Diabetes is a very treatable condition and many people who have this illness are able to drive successfully and safely. However, if you have just been diagnosed with diabetes, your doctor may tell you to stay off the roads until your condition is under control. This is because diabetes can make your blood sugar levels too low or too high. This can cause many serious symptoms, including seizures, dizziness, drowsiness, confusion, blurry vision, and even loss of consciousness. Obviously, all these symptoms can be very dangerous when you are driving a car.
In a few cases, diabetes may cause complications or permanent problems that prevent a patient from driving. Some diabetes patients, for example, experience nerve damage to the hands or feet or lose their eyesight. In cases where diabetes complications are severe, a doctor may recommend a suspension of driving privileges.
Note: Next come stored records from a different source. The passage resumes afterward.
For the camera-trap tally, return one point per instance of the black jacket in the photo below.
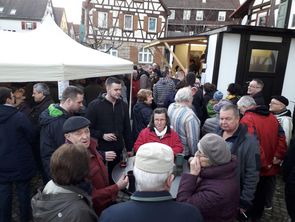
(15, 145)
(51, 135)
(106, 118)
(151, 207)
(141, 117)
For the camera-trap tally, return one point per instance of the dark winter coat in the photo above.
(151, 207)
(215, 192)
(141, 117)
(51, 135)
(15, 145)
(246, 148)
(106, 118)
(74, 205)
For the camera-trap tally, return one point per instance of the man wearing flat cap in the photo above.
(278, 106)
(76, 131)
(152, 201)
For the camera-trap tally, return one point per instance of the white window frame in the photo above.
(145, 56)
(12, 12)
(172, 15)
(102, 20)
(149, 25)
(221, 16)
(199, 15)
(186, 15)
(29, 25)
(130, 28)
It is important to communicate openly with your doctor about your diabetes. Ask how diabetes may affect your driving and report any new symptoms promptly. Your doctor may ask you to check your glucose levels before driving. If your blood sugar levels are too low, you may have a hard time controlling your car and driving safely. Your doctor can help you understand how to test your glucose levels and can help you manage your diabetes so that your levels remain relatively stable.
With time, you will learn to manage your diabetes and you will be able to recognize signs of a low blood sugar. If you have trouble recognizing the signs of low blood sugar, you might seek out glycemic awareness training, which will help you detect and manage changes in your blood sugar.
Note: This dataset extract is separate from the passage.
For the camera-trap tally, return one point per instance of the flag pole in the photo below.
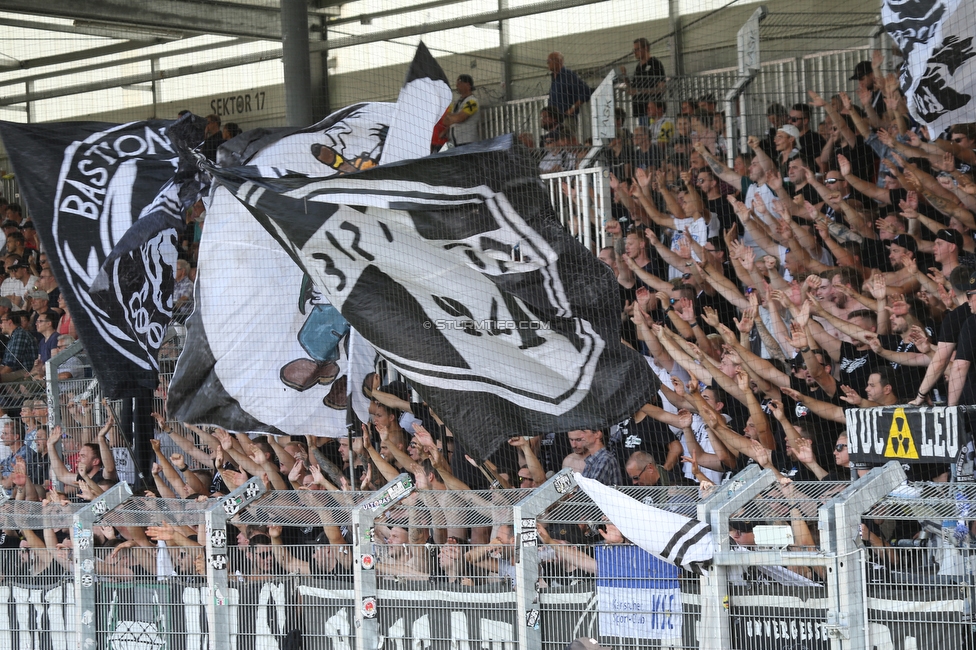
(139, 411)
It is a good idea to keep snacks and sources of glucose with you in your car at all times. You will also want to buy a blood glucose meter for your car. Keep both items in your glove compartment. When you feel that your blood glucose level is low, pull over and test your levels. You may need to rest and eat a snack before retesting. If your blood glucose level increases after 15 minutes, eat a snack containing protein. Once you feel better and your glucose levels are stabilized, continue driving. Avoid driving on a low glucose level to get home – you could be in an accident and sustain injuries while driving with low glucose levels. Due to your diabetes, you may have a harder time recovering from some types of personal injuries.
If you are anxious about driving with your diabetes, you may want to consult with a driving rehabilitation specialist. You can work with your doctor and your driving rehabilitation specialist to ensure that your condition does not affect your driving. Your driving rehabilitation specialist can check your driving skills and can work with you to ensure that your diabetes does not affect your driving.